The press releases will cry greater integration and the need for disciplines to work closer together - and this is, of course, the case. But in reality, the dominant culture always wins out. It’s not that these new entities will become jacks of all trades, masters of none; more that one discipline will suffer at the expense of the other. And let’s be frank - more often than not, it’s going to be the customer engagement specialism that loses out to the more established ad brand.
There will also be talk of ‘future-proofing’ - a tacit admission that your agency has fallen behind and failed to modernise. The best ad agencies future-proofed themselves years ago, by hiring lots of people from non-advertising backgrounds with a range of skillsets and specialisms. Regardless, you don’t need to merge entities to ‘future-proof’ - you just need to find effective ways of making it easy for everyone to work with one another.
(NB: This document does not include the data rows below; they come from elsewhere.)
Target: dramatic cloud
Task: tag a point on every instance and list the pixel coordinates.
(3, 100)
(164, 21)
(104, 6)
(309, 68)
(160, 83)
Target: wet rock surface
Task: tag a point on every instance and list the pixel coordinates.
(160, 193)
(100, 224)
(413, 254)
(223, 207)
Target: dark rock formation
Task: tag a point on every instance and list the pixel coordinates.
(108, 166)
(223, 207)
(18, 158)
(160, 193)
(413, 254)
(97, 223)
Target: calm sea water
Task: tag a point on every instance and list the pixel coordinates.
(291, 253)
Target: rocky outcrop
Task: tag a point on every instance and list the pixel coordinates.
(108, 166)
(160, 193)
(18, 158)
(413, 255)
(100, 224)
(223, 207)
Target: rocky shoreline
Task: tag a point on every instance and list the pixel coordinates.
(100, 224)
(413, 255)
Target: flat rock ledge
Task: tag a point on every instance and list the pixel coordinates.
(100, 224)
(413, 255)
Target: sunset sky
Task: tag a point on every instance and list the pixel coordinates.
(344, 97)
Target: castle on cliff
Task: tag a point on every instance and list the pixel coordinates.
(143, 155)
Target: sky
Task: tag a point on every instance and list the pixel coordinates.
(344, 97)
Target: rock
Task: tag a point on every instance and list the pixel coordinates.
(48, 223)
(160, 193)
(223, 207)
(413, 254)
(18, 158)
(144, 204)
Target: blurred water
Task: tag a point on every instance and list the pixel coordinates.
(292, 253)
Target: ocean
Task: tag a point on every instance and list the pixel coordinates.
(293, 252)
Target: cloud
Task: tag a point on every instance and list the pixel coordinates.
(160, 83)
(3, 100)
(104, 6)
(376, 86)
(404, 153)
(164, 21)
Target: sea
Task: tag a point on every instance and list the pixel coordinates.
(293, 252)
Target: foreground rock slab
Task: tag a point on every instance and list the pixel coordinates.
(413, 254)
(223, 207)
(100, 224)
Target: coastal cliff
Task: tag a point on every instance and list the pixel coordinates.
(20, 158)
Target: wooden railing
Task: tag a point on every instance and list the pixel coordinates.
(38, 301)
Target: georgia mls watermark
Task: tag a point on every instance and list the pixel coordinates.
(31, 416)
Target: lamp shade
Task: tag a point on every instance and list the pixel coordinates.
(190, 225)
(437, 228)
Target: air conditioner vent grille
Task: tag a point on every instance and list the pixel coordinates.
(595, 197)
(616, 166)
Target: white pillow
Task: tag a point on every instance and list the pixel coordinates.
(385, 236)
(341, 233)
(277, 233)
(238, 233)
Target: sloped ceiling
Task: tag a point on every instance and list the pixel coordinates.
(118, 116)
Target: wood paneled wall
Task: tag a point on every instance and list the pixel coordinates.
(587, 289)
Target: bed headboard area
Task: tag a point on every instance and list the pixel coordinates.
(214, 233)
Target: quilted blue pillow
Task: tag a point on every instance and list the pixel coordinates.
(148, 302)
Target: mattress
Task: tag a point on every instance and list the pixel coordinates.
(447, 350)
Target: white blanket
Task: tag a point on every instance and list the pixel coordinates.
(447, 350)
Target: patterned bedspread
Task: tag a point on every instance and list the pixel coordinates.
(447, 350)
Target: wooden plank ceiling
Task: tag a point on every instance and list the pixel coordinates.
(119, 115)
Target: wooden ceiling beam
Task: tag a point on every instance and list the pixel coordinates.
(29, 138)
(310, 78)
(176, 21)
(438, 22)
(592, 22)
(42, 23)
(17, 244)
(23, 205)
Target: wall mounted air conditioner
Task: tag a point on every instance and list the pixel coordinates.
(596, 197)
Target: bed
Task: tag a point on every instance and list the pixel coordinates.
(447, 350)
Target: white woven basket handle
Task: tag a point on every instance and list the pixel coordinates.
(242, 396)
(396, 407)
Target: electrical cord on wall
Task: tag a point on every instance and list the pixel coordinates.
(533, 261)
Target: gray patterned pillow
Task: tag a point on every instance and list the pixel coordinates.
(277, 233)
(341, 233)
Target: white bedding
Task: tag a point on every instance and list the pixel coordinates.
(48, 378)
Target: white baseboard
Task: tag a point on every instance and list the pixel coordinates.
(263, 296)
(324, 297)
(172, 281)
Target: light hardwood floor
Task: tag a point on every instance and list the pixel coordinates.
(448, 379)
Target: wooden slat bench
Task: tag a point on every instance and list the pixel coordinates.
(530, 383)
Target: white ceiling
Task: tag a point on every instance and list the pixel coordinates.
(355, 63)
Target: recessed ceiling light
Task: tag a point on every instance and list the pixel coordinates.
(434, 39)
Shorter-term, these merged agencies will also face talent and conflict-shaped hurdles. How do you retain your senior talent? This has been Ogilvy’s biggest problem. In merging everything, it lost pretty much every leader in the agency as their job titles and autonomy were diminished. It’ll be worth keeping an eye on M&C, specifically whether they are able to keep Managing Director Tom Firth and Jonathan Goodman (CEO of LIDA until last week) happy. As it stands, they remain in the business, ‘helping the transition for clients and staff’ - including, presumably, the inevitable client conflict issues.
Blur the lines, don’t break them
Having spent half my career in customer engagement and half in advertising, and with a current remit that spans both, I firmly believe in the need to protect disciplines while simultaneously blurring the lines between them.
It’s why we haven’t merged Havas London and Havas helia, and have no plans to do so. It’s also why we actively encourage people moving between the two agencies, with both helia’s London Managing Director and ECD having started in Havas London, while a number of our ad agency creatives began life in its sister customer engagement agency. Some people, myself as CEO included plus disciplines such as HR, new business and PR, span both. We share a building – an inherent advantage, admittedly – and an increasing amount of joint accounts.
On the other hand, helia won the two biggest customer engagement pitches of 2019 – Lloyds Banking Group and Compare the Market – thus proving there remains an appetite for specialist, standalone agency brands.
After all, clients, like consumers, buy brands, and they want both generalists and specialists, not the former at expense of the latter. Agencies must excel in their discipline, while figuring out how to better collaborate with their partners. You don’t need to merge to do that.
It’s always sad to see a brand like Lida go, but it’s no reflection on the health of customer engagement as a discipline. Indeed, it’s an opportunity for those of us that still stand proudly in the market.